Money came from a various of new sources during the 2012 election cycle, and according to the Center for Responsive Politics, $6.3 billion was spent in total—$3.7 billion in congressional races and $2.6 billion on the presidential election. The advent of "dark money," the sources of which are not revealed, makes the effects of these expensive campaigns harder to trace.
For voters, the most obvious evidence of more money in campaigns is more negative advertising, but for scholars, the more worrying issue is the long-term effect on government and public policy. Evidence of a causal link between contributions and policymakers' behavior hasn't been as easy to pin down, but a recent study at the University of California shows that money talks.

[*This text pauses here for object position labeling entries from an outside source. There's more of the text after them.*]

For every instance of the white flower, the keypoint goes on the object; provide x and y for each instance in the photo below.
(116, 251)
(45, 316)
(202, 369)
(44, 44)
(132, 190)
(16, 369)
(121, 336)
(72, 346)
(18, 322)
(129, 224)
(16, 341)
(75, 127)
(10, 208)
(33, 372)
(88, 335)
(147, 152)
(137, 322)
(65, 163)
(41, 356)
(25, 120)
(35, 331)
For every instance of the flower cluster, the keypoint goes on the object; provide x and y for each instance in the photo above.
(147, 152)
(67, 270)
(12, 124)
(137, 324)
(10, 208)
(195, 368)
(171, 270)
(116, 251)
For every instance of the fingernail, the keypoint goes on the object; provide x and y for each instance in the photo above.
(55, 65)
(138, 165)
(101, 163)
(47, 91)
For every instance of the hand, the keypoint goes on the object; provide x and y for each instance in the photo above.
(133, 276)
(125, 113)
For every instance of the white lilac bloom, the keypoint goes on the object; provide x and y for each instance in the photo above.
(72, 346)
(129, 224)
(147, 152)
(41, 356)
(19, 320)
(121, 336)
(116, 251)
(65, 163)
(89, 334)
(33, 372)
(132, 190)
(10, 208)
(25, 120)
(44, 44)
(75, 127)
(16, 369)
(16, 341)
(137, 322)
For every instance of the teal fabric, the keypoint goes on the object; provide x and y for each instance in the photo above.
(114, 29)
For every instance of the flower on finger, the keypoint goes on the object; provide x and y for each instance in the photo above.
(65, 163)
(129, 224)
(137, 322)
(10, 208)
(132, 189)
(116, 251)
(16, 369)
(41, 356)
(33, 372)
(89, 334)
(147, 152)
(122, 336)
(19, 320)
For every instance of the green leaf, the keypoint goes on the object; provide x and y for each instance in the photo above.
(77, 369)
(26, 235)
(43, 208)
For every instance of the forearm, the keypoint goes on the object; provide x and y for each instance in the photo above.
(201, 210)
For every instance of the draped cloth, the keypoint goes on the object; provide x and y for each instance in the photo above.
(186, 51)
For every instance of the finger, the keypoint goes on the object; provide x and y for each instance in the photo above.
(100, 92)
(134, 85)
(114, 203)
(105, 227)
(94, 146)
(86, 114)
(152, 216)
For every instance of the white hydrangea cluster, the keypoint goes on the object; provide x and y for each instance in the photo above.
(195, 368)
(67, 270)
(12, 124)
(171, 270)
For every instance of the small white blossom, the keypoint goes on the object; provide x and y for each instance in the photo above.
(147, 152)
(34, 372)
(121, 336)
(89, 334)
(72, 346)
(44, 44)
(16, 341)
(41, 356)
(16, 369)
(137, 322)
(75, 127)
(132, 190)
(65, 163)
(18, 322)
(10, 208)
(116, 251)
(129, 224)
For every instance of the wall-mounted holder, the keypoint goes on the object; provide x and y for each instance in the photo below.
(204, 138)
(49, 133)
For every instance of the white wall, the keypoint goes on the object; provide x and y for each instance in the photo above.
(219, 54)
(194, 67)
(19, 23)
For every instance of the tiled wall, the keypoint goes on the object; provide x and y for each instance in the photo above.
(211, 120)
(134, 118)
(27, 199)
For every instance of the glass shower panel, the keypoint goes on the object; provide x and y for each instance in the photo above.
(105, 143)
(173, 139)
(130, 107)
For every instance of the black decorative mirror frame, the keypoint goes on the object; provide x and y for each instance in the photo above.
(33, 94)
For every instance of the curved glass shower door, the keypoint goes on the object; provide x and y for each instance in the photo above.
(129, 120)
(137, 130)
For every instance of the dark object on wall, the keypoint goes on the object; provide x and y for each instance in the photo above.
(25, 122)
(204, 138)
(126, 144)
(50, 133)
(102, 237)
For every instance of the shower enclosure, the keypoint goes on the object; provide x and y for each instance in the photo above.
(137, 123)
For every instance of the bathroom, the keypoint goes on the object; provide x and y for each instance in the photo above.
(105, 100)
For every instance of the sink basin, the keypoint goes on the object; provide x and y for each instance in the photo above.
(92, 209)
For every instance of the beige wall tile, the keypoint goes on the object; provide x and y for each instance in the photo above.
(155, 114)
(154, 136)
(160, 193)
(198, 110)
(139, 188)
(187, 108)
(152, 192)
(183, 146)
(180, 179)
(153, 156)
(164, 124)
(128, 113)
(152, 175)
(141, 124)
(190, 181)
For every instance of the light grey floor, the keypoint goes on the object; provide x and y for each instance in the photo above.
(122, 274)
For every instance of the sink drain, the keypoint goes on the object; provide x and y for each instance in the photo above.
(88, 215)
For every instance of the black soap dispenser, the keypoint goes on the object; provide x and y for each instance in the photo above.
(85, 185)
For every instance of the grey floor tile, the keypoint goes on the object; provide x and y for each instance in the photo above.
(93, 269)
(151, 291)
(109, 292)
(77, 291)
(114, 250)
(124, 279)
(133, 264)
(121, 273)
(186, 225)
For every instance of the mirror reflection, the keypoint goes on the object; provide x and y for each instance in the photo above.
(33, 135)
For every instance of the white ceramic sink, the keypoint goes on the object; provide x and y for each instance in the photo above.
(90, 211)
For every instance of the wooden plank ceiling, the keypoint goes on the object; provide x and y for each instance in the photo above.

In the study, members of the group CREDO Action tried to schedule meetings between its members and high-level officials in 191 congressional districts. Sometimes the CREDO members revealed that they were donors when trying to schedule a meeting, and sometimes they didn't. The researchers wrote: "Only 2.4 percent of offices arranged meetings with a member of Congress or chief of staff when they were told the attendees were merely constituents, but 12.5 percent did so when the attendees were revealed to be donors. In addition, 18.8 percent of the groups revealed to be donors met with any senior staffer, whereas only 5.5 percent of the groups described as constituents gained access to a senior staffer." (Read more)
The Washington Post's Bob Woodward observed that the news media should take a greater interest in money in politics. "It is important that the next president be able, unfettered and unbought, to find and move the country to the next stage of good," he writes.